Search code examples
seleniumcurljsoup

Why is jsoup so much faster than selenium or curl?


I have written numerous webscrapers over the past decade. Initially in C++, then C#, but most recently, and extensively, in java and python. These days, it is merely a coin toss as to whether I write a webscraper in java or python. However, I have noticed for the past 3 or 4 years that somehow, some way, jsoup is significantly faster than either pycurl, pyrequest and certainly selenium. What is jsoup's secret? Why does it blow every other method out of the water with respect to speed?


Solution

  • I don't know about pycurl and pyrequest, but I can tell you about JSoup and Selenium. The big difference is that selenium webdriver drives a real browser with a live DOM, which before each action of selenium is performed needs to check if the element in question is still at the same state.
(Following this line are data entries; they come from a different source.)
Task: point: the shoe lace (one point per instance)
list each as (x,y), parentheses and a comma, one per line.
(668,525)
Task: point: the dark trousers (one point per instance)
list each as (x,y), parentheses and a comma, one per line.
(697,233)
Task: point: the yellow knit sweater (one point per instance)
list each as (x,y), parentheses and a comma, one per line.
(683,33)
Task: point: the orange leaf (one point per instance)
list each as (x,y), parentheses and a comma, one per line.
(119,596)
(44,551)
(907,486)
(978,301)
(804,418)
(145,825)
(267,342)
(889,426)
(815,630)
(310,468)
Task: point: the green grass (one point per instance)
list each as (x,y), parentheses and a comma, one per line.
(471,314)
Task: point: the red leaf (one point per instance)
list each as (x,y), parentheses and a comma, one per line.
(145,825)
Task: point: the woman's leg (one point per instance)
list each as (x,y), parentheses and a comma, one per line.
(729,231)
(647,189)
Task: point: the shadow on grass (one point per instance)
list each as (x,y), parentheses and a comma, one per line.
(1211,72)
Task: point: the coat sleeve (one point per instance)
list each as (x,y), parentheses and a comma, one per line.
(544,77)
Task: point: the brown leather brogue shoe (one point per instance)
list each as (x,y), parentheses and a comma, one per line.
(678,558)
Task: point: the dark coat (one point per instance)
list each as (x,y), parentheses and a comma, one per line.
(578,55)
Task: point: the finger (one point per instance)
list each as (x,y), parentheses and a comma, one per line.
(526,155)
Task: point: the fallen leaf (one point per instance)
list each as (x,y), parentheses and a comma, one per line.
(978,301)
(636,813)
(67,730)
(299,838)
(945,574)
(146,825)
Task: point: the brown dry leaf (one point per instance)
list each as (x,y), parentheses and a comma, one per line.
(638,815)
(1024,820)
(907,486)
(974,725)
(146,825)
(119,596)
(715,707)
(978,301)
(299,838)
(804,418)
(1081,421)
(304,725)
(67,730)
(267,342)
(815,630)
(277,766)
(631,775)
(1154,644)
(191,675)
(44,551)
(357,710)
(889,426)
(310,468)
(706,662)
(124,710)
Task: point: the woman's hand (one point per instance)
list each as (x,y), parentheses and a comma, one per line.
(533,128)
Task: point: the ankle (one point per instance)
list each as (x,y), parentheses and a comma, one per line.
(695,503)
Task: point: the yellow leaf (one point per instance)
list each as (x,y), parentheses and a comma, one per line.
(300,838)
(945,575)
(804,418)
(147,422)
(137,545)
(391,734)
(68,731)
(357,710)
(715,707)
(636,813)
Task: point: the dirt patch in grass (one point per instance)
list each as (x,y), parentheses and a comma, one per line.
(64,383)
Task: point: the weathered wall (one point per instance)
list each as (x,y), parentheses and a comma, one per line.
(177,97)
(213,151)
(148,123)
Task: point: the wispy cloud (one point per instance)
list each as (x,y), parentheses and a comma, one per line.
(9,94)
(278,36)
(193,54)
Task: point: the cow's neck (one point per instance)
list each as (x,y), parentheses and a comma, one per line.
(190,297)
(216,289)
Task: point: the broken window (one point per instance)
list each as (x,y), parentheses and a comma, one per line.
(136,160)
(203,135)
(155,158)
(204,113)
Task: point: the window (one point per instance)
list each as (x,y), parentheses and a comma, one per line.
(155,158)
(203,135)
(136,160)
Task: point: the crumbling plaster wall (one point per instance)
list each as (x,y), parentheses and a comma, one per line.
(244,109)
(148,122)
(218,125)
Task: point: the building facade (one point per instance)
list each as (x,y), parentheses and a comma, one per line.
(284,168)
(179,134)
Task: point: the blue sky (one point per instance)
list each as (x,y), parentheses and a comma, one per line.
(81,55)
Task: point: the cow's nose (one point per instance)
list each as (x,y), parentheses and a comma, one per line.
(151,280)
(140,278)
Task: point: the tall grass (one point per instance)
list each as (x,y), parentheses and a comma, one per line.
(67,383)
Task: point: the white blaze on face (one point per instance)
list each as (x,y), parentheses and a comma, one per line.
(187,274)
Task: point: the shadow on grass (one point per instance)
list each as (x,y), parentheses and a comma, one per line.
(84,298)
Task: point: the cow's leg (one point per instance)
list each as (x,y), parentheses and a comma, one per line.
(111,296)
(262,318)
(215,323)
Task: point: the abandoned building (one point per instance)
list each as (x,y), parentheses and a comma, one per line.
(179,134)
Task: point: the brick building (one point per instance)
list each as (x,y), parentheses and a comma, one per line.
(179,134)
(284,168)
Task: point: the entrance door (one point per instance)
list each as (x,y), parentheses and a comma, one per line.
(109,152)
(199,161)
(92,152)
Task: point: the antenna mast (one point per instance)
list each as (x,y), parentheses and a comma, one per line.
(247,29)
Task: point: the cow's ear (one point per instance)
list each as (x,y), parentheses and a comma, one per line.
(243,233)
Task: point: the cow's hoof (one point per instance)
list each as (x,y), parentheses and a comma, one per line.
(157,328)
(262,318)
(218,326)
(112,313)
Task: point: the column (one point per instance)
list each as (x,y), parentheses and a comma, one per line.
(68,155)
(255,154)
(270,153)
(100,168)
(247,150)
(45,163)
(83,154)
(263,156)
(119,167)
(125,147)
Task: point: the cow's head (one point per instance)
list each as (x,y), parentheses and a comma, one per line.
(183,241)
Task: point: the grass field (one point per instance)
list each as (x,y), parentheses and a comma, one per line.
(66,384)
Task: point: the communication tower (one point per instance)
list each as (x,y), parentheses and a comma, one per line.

This interaction with a real browser is naturally much more elaborated than what JSoup does: JSoup is a simple HTML parser. So it parses the HTML document (or XML) once and creates an in memory representation. Only JSoup commands will alter the DOM, so JSoup can be super efficient in dealing with this content.

    The price that you pay with this approach is that JSoup naturally does not interpret or run Javascript. So websites that rely on asynchronous data loading will require you to understand it deeply and load the content directly as well. In selenium you can let the browser do all the work and "harvest" the rendered resulting HTML.